The stunning departure of CNN CEO Chris Licht — after only a year on the job and just days after a brutal profile in The Atlantic — was welcomed with a sigh of relief by staff, according to multiple CNN insiders.
But that sigh was mixed with a continued sense of anxiety, say staffers, who find themselves entering the 2024 election cycle without clear leadership, and with uncertainty about CNN’s strategic priorities as part of Warner Bros. Discovery, which is run by David Zaslav, an executive known for rolling up his sleeves and getting involved in the nitty-gritty of his business lines.
For the time being, CNN’s editorial and news departments are being led by a trio of top executives: veteran CNN executive Amy Entelis, head of editorial Virginia Moseley and programming chief Eric Sherling. The commercial and marketing arms of CNN will be led by David Leavy, a longtime Zaslav lieutenant who was tapped as CNN’s COO last week.
Zaslav told CNN staff Wednesday that the company is just now beginning a search for Licht’s successor, and that it will look both internally and externally. The search “will take a while” he said, adding that he was not in a rush.
If CNN does look internally, Entelis, Moseley and Sherling are all top candidates, with Entelis seen as having an edge thanks in part to her long tenure at the channel (she joined in 2012), and the close relationship she has forged with talent (Entelis leads talent development for CNN, and led the division that oversaw CNN original films and series before it was dismantled last year).
That being said, with Leavy overseeing a big portion of CNN’s business, whoever Licht hires may have a smaller fiefdom.
Top news anchors, along with many producers and other employees, had lost respect for Licht after a series of perceived leadership failures, culminating in the town hall with Donald Trump, which angered staff over the format, and led to a ratings decline in the weeks that followed as regular CNN viewers tuned out.
Building trust with CNN’s journalists will be the top priority for whoever gets the job.
Externally, there are few obvious candidates, with one media executive noting that there “doesn’t seem to be a deep bench” of TV news talent.
Former NBC News president Noah Oppenheim departed the channel last year, but he is leaning into his entertainment background, developing scripted shows for NBC and Netflix. NBC turned to The New York Times for Oppenheim’s successor in Rebecca Blumenstein, while CBS News also looked outside of the TV news executive suites when it brought on Hearst executive Neeraj Khemlani).
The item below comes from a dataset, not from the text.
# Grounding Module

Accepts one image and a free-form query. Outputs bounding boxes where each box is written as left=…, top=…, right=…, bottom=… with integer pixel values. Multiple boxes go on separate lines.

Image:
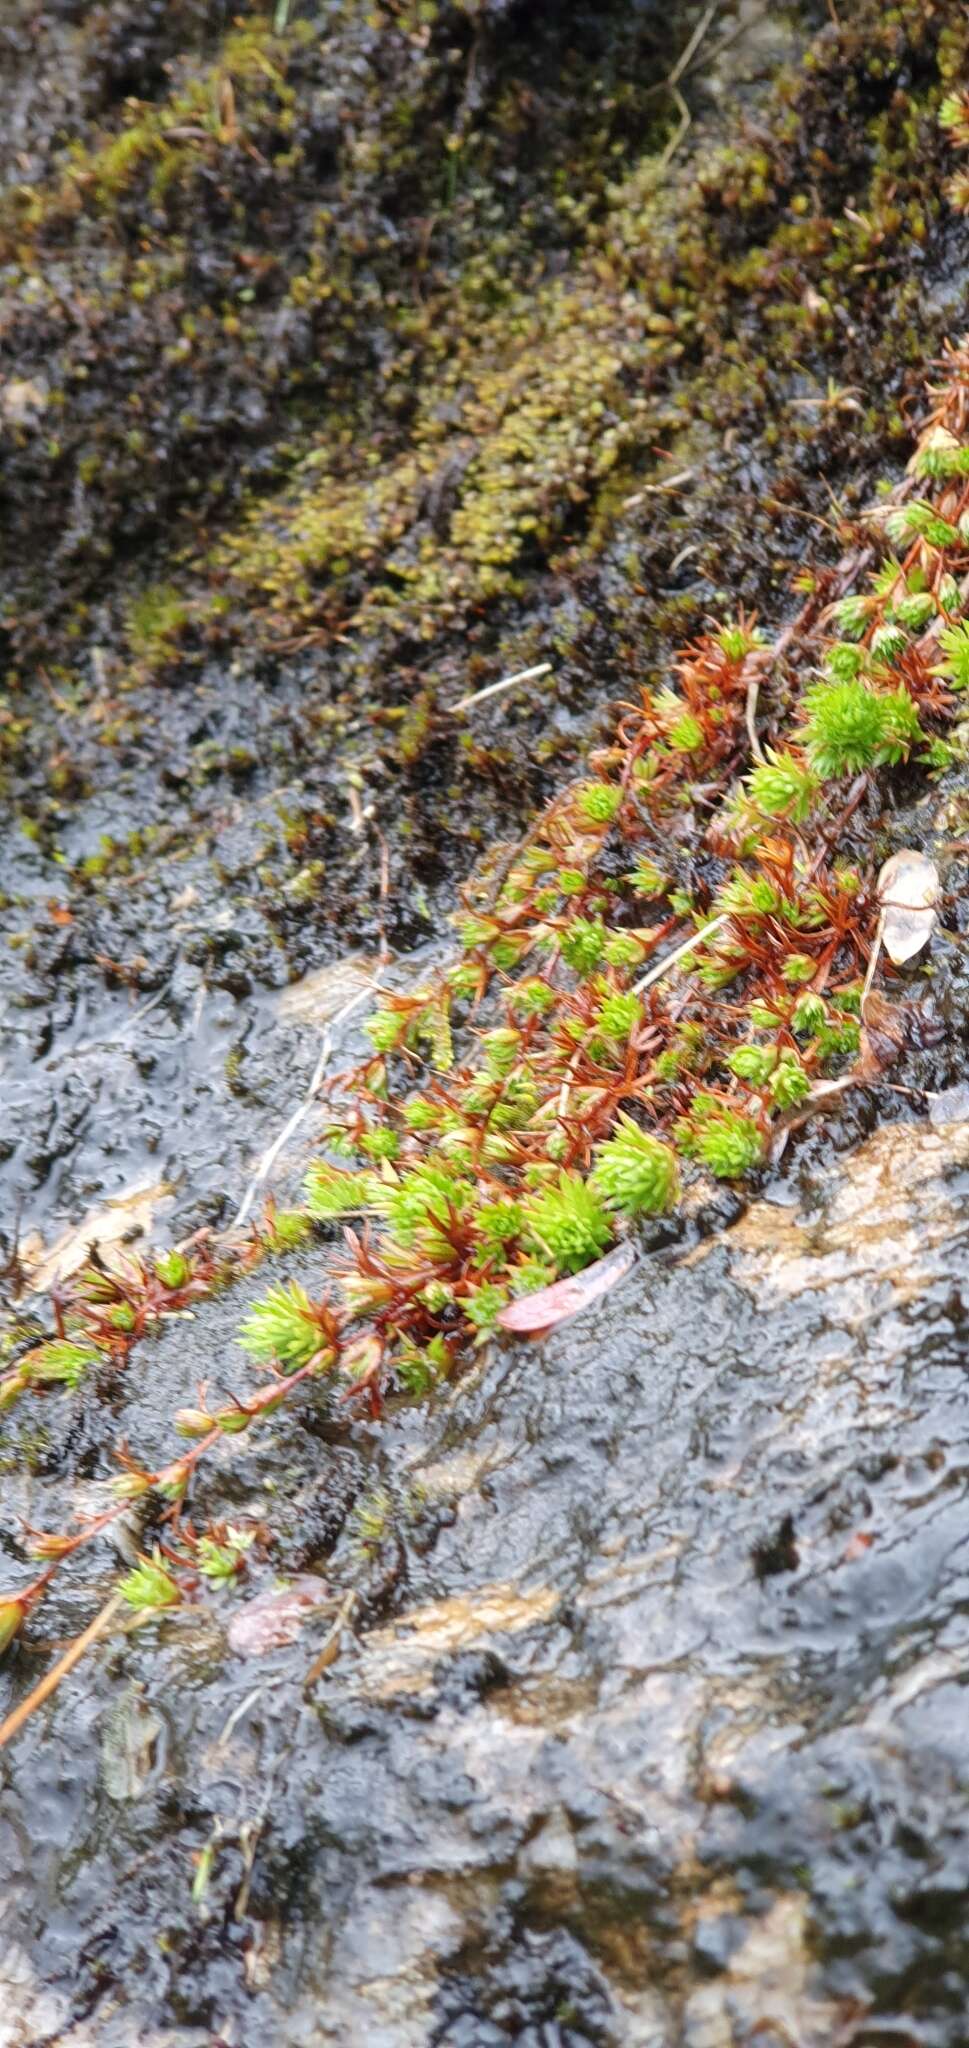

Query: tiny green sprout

But while finding a new leader for CNN is likely occupying Zaslav’s time, there is also the question of what happens to the strategy that Licht was executing, a strategy that Zaslav has championed.
“Our view is there’s advocacy networks on either side, and that we have the best journalists in the world,” Zaslav said at a MoffettNathanson conference May 18. “We need to show both sides of every issue.”
And for Zaslav, that has meant making CNN a safer place for Republicans to appear.
“Republicans are back on the air, the Republicans weren’t on the air,” Zaslav added at the conference. “As I’ve said, to a number of them, and Chris has said to them, they’re not going to get one more vote on Fox News, they already got that. CNN should be the place that people come for the best version of the truth and for journalism. And that’s what we’re building.”
Zaslav’s effort to paint Fox News and MSNBC as “advocacy” networks and CNN as a more neutral or journalistic alternative has also been a staple of CNN’s earnings call for the past year. But while CNN’s journalism was on full display (and led to big ratings) in the early weeks of Russia’s invasion of Ukraine, the channel has struggled in recent months to maintain a significant audience, and following the departure of Don Lemon and Kaitlan Collins’ impending move to 9 p.m., the lineup has little to show for it.
Licht did overhaul the dayside hours with a new, more dynamic format, but as one observer noted, a format can’t dictate the news. And it has held town halls with GOP hopefuls other than Trump, but those have mostly failed to break into the larger news zeitgeist (top executives are currently in Iowa working on a town hall with Mike Pence set for Wednesday evening). CNN This Morning, which launched just six months ago, will need to get another overhaul following Lemon’s exit and Collins’ move, though Poppy Harlow is expected to stick around.